「ね、桃子、遊戯の家に久しぶりに遊びに行かない?」
「さすが杏子!あたしも同じこと思ってた!」
2人は手を繋いで、急いで教室を飛び出した。遊戯に、家に行くことを伝えようと思ったのだが、運悪く彼は既に教室を去ってしまっていた。
暫く行っておらず、桃子はそもそも遊びに行くことが少なかった(遊戯から、彼女のもとに遊びに来ることが多かった)ために、遊戯の家までの道のりは朧気だった。杏子がいなければ、絶対に迷っていたとさえ思う。
「杏子がいてよかったあ……」
「あんまり行ってないし、覚えてなくてもしょうがないわ……ほら、見えてきた!遊戯の家よ!」
記憶に微かに残る見目をした、遊戯の家兼亀のゲーム屋が見えた。そして今にも家に入ろうとする遊戯の姿も。
「遊戯ー!」
「あっ、桃子に杏子!」
「久しぶりに遊びに来ちゃった!ね、桃子?」
「うん、あたし遊戯の家来るの凄く久々!……そうだ、遊戯。遊戯のおじいさんに線香をあげていってもいい?」
「線香……?そもそもじいちゃんは死んでないぜ?」
え?と桃子が遊戯に問い返す前に、遊戯は扉を開ける。店に入った一行を迎えたのは、死んだと思われていた遊戯の祖父、武藤双六の姿であった。
思わず幽霊かと思った桃子と杏子はお互いに飛びついて悲鳴をあげ、遊戯を質問攻めにしていた。
「ちょっと遊戯どういうコト!?」
「形見だって……え、でも……生きてるよね!?遊戯のおじいさん!」
「アレ、形見になる予定ってことだよ!」
「ま、紛らわしい……!」
二人で思わず頭を抱える。混乱させるようなことは言わないで欲しかったものだ。とりあえず、双六が生きていてよかったとも思うけれど。
殺すなよな!と叫び、続けて杏子へのセクハラともとれてしまう発言をする双六を見た桃子は拳を握りしめながら、ただでは死ななそうなおじいさんだなあ、とぼんやり考えた。
「おお、もしかして桃子ちゃんか?相変わらず小さいまんまじゃが、昔より元気になったようでよかったの!」
これ以上杏子へのセクハラ発言をするものなら、ちょっと叩くぐらい許されるかしらと拳を振り上げかけていたのに気付いてか双六の視線は桃子へと向かう。
双六もまた、彼女が入院している折に、遊戯と共にゲーム片手によく見舞いに来ていたのだ。

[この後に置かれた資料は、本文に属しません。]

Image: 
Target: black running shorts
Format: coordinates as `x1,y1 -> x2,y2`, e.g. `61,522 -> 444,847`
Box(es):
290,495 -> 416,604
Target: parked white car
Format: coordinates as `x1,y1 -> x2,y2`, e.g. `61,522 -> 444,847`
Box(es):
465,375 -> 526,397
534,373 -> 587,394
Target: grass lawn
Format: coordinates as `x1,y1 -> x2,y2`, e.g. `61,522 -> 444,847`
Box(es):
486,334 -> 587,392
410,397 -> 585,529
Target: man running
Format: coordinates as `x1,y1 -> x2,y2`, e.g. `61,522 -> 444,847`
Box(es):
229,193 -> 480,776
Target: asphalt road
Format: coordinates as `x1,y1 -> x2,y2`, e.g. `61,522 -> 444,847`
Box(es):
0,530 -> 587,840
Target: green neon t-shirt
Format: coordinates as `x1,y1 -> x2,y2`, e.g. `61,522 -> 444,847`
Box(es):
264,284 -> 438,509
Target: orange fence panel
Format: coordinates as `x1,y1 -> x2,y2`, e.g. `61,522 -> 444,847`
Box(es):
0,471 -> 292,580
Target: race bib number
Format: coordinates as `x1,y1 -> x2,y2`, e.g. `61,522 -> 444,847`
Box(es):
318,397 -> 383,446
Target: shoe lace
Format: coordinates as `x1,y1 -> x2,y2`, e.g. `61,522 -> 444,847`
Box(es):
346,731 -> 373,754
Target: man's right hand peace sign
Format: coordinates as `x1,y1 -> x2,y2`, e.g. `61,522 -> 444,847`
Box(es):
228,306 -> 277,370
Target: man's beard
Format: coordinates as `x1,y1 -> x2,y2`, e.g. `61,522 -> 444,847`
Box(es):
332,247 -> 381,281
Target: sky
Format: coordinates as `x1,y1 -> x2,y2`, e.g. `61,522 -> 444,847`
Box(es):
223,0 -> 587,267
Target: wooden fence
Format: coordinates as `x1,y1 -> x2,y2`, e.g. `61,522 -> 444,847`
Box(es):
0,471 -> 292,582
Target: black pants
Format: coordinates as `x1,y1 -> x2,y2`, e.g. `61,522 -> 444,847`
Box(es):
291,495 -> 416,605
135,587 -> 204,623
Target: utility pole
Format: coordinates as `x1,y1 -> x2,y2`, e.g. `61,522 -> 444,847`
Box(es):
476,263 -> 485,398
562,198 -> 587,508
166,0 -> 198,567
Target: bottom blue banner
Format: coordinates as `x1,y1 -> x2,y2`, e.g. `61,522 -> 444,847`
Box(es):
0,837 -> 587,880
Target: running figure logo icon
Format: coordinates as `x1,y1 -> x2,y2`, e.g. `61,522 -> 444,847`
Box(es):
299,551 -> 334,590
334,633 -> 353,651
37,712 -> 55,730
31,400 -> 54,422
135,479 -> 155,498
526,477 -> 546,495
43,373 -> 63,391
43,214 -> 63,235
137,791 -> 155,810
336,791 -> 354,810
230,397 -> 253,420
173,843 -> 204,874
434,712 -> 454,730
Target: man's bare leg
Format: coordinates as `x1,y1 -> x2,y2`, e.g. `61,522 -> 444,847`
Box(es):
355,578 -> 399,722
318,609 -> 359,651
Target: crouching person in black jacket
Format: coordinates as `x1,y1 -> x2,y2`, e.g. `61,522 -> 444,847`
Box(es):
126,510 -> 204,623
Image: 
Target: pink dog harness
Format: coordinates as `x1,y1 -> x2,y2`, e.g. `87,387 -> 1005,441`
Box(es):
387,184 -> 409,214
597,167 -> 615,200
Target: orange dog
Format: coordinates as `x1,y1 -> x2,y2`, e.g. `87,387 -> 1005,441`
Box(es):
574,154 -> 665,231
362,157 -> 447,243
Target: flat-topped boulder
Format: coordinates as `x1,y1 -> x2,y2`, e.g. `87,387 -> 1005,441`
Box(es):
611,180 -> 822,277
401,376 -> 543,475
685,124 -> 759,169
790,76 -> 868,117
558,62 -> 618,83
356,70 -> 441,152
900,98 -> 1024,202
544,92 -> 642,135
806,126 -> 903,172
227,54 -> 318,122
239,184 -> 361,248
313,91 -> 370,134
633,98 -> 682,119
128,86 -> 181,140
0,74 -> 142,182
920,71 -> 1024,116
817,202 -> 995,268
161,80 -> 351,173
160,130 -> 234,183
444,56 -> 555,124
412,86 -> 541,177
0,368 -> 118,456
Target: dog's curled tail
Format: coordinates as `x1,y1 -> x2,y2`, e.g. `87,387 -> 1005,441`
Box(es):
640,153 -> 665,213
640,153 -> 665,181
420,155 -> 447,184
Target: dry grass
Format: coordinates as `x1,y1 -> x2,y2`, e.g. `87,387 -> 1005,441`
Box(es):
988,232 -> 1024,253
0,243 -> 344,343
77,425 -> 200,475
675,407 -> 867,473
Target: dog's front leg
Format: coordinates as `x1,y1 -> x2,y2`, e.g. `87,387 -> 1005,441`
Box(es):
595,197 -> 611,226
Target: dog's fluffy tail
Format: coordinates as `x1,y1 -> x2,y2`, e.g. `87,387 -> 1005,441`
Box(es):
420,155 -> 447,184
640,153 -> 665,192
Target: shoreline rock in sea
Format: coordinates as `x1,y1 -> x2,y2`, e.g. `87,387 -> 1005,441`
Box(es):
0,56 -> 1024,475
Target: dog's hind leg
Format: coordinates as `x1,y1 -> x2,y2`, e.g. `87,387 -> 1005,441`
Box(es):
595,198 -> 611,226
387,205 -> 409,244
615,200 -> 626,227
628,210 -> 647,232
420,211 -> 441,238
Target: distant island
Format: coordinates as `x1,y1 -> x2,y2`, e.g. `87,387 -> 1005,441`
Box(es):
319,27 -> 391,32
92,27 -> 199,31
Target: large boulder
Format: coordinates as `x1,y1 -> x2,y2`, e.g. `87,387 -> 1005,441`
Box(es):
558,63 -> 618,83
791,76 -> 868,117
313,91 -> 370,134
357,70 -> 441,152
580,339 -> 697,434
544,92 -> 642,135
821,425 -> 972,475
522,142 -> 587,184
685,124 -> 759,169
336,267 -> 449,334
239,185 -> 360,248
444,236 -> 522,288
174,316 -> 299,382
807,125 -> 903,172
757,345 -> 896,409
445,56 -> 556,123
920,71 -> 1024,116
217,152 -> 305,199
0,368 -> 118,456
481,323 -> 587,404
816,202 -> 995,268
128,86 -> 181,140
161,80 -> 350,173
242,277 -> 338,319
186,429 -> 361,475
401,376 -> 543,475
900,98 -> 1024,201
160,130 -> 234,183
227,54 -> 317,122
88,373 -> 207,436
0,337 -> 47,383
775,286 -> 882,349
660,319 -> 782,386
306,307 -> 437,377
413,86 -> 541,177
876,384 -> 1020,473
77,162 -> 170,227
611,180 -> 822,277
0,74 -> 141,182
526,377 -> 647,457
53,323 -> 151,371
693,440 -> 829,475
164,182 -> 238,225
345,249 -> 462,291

「昔よりは伸びましたよ!体調は昔よりずっと良くなりましたね……入院はもう無さそうです」
小さい、に何処か身長だけではないニュアンスが込められていると思ったのは自分の被害妄想だと唱えながら、桃子は返事をした。
それを聞き、さらに破顔する双六を見て、やはり死んでいなくてよかったと桃子は安堵する。
「二人とも一緒にパズルしようぜ、じいちゃん、麦茶ー!」
元気に伝え、階段を上がろうとした遊戯の足を止めたのは双六の言葉であった。
双六が言うには、あの宝箱に入ったパズル、「千年パズル」は人智を超えたものであること。ファラオの墓から持ち出されたが、発掘に立ち会ったものは全て謎の死を遂げている、いわくつきのものであること。

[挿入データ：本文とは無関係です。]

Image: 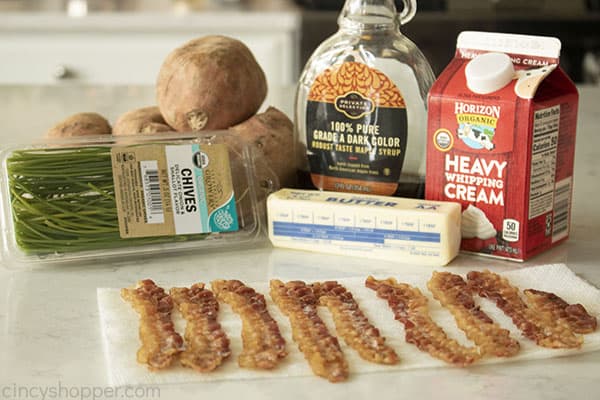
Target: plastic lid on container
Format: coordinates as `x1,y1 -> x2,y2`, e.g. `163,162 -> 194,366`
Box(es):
465,53 -> 515,94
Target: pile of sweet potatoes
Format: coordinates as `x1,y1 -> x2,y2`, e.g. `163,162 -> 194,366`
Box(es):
46,35 -> 295,186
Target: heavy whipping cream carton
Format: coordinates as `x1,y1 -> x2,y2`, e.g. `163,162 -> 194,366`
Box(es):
425,32 -> 578,261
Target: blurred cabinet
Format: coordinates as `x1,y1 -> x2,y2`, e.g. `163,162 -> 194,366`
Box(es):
0,12 -> 301,87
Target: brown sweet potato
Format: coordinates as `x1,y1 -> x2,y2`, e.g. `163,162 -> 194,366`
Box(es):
156,36 -> 267,132
231,107 -> 296,187
113,107 -> 173,136
46,113 -> 112,139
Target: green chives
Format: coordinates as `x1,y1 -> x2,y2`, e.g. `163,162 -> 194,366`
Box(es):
6,146 -> 206,255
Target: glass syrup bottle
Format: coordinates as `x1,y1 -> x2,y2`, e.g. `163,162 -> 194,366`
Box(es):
295,0 -> 435,198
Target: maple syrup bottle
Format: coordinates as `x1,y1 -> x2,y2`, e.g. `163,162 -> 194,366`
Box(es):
295,0 -> 434,198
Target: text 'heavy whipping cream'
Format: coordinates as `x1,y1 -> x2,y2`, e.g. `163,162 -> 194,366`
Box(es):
426,32 -> 578,260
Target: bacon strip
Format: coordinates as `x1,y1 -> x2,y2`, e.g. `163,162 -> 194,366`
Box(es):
211,280 -> 287,369
270,279 -> 348,382
121,279 -> 183,370
467,271 -> 583,349
427,272 -> 520,357
524,289 -> 598,333
171,283 -> 231,372
310,281 -> 399,364
365,276 -> 480,366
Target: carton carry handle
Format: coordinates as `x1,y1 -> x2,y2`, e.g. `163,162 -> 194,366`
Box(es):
399,0 -> 417,25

「そして最後の一人はこう言い残して息絶えたそうじゃ……「闇のゲーム」……と」
おどろおどろしい声で話される内容に杏子は怯えた様子を見せ、パズルに対しても恐怖感を抱いたようであったが、遊戯本人はそれよりも闇のゲームというワードに惹かれてしまっていた。
「……この箱にはこう文字が刻まれとるそうじゃ……。『我を束ねし者闇の知恵と力を与えられん……』」
双六は宝箱の文字をなぞりながら読み上げる。その内容に、遊戯は絶対にパズルを完成させると盛り上がった。
そしてそこから双六のセリフを皮切りに始まった祖父と孫の追いかけっこが始まったのに対し、杏子は苦笑を漏らす。
「あはは……。どうする?もう時間もあれだし、帰っちゃう?……桃子?」
「え、あ、そうだね、帰ろっか杏子!」
焦った声で返事をする片割れに不思議そうな顔をしながら頷いた杏子は、依然として追いかけっこを続ける二人に、お邪魔しましたと挨拶をした。